Copies authentiques délivrées à :
– Me Quinquis,
– Ministère Public,
– Mme Greffier Rc,
– Mme Greffier Tmc,
le 09.11.2023.
REPUBLIQUE FRANCAISE
COUR D’APPEL DE PAPEETE
Chambre Commerciale
Audience du 9 novembre 2023
RG 22/00116 ;
Décision déférée à la Cour : jugement n° 2022/106, rg n° 2020 000896 du Tribunal Mixte de Commerce de Papeete du 21 mars 2022 ;
Sur appel formé par requête déposée et enregistrée au greffe de la Cour d’appel le 14 avril 2022 ;
Appelant :
M. [Z] [Y], né le [Date naissance 2] 1963 à [Localité 5], de nationalité française, demeurant [Adresse 3] ;
Ayant pour avocat la Selarl Jurispol, représentée par Me François QUINQUIS, avocat au barreau de Papeete ;
Intimés :
M. [N] [W], né le [Date naissance 1] 1965 au [Localité 7] en Isère, demeurant à [Adresse 6], ès-qualitès de liquidateur judiciaire de la Société Tahiti Rava Rava Pearl, inscrite au Rcs de Papeete sous le n° 99 415 B et identifié au répertoire des entreprises sous le n° 532 101 dont le siège social est sis [Adresse 4] ;
Représenté par Me Gilles GUEDIKIAN, avocat au barreau de Papeete ;
Le Ministère Public, ayant conclu ;
Son avis ayant été régulièrement notifié aux parties ;
Ordonnance de clôture du 2 juin 2023 ;
Composition de la Cour :
Après communication de la procédure au ministère public conformément aux articles 249 et suivants du code de procédure civile de la Polynésie française et après que la cause ait été débattue et plaidée en audience non publique du 14 septembre 2023, devant Mme BRENGARD, président de chambre, M. RIPOLL et Mme MARTINEZ, conseillers, qui ont délibéré conformément à la loi ;
Greffier lors des débats : Mme SUHAS-TEVERO ;
Arrêt contradictoire ;
Prononcé par mise à disposition de l’arrêt au greffe de la Cour, les parties en ayant été préalablement avisées dans les conditions prévues au deuxième alinéa de l’article 264 du code de procédure civile de Polynésie française ;
Signé par Mme BRENGARD, président et par Mme SUHAS-TEVERO, greffier, à laquelle la minute de la décision a été remise par le magistrat signataire.
A R R E T,
[Z] [Y] est président de la société par actions simplifiées Tahiti Rava Rava Pearl qui avait pour activité le commerce de gros d’articles d’horlogerie et de bijouterie notamment de perles.

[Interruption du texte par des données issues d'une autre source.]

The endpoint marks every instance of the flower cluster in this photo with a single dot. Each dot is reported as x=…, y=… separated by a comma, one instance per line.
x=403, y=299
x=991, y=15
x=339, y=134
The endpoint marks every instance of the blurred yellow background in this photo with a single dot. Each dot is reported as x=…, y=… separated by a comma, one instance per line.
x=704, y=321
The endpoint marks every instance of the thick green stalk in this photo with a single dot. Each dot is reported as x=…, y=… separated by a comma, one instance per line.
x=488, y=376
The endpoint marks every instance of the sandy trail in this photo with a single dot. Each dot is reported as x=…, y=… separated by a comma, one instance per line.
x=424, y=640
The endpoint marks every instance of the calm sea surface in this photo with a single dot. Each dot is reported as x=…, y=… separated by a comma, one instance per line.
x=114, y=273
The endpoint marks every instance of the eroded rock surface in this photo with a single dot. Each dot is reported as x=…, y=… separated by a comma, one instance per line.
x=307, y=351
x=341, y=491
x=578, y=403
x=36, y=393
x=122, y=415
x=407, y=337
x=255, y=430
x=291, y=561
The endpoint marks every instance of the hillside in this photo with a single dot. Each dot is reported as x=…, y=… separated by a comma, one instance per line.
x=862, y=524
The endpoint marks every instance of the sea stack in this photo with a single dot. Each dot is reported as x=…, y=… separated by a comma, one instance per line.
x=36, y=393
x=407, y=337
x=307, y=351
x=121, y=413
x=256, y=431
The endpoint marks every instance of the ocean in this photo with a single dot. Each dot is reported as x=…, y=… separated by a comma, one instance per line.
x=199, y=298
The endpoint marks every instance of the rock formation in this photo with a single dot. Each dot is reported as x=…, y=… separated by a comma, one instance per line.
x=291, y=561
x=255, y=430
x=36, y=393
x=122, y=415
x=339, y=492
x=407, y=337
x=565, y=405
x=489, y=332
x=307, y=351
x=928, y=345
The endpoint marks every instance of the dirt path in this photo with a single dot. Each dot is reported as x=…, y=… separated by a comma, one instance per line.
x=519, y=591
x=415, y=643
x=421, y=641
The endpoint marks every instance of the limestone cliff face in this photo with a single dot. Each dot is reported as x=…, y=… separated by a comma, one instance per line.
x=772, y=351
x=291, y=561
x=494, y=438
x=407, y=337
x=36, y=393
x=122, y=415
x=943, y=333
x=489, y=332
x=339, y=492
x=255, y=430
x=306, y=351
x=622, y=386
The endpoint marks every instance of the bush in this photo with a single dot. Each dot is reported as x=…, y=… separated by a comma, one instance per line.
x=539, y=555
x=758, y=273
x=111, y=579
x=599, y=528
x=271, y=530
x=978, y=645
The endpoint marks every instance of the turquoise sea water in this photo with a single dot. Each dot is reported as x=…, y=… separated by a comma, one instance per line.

La SAS Tahiti Rava Rava Pearl a été placée en redressement judiciaire par un jugement rendu le 14 septembre 2015 par le tribunal mixte de commerce de Papeete puis a bénéficié d’un plan de continuation le 13 février 2017 ; elle a été placée en liquidation judiciaire suivant jugement du 9 décembre 2019.
Par une requête du 1er septembre 2020, Maître [N] [W] agissant en qualité de liquidateur judiciaire de la SAS Tahiti Rava Rava Pearl, a demandé au tribunal mixte de commerce de Papeete de prononcer la liquidation judiciaire de [Z] [Y] a fixé provisoirement la date de cessation des paiements de cette mesure au 26 septembre 2019, et subsidiairement, a demandé que le requis soit condamné à supporter l’intégralité du passif de la SAS Tahiti Rava Rava Pearl.
[Z] [Y] a opposé l’irrecevabilité de l’action de Maître [W] en invoquant l’irrégularité de sa convocation devant le tribunal de commerce.
Le ministère public a, conformément à l’avis du juge-commissaire, requis l’extension de la liquidation judiciaire à [Z] [Y] en personne.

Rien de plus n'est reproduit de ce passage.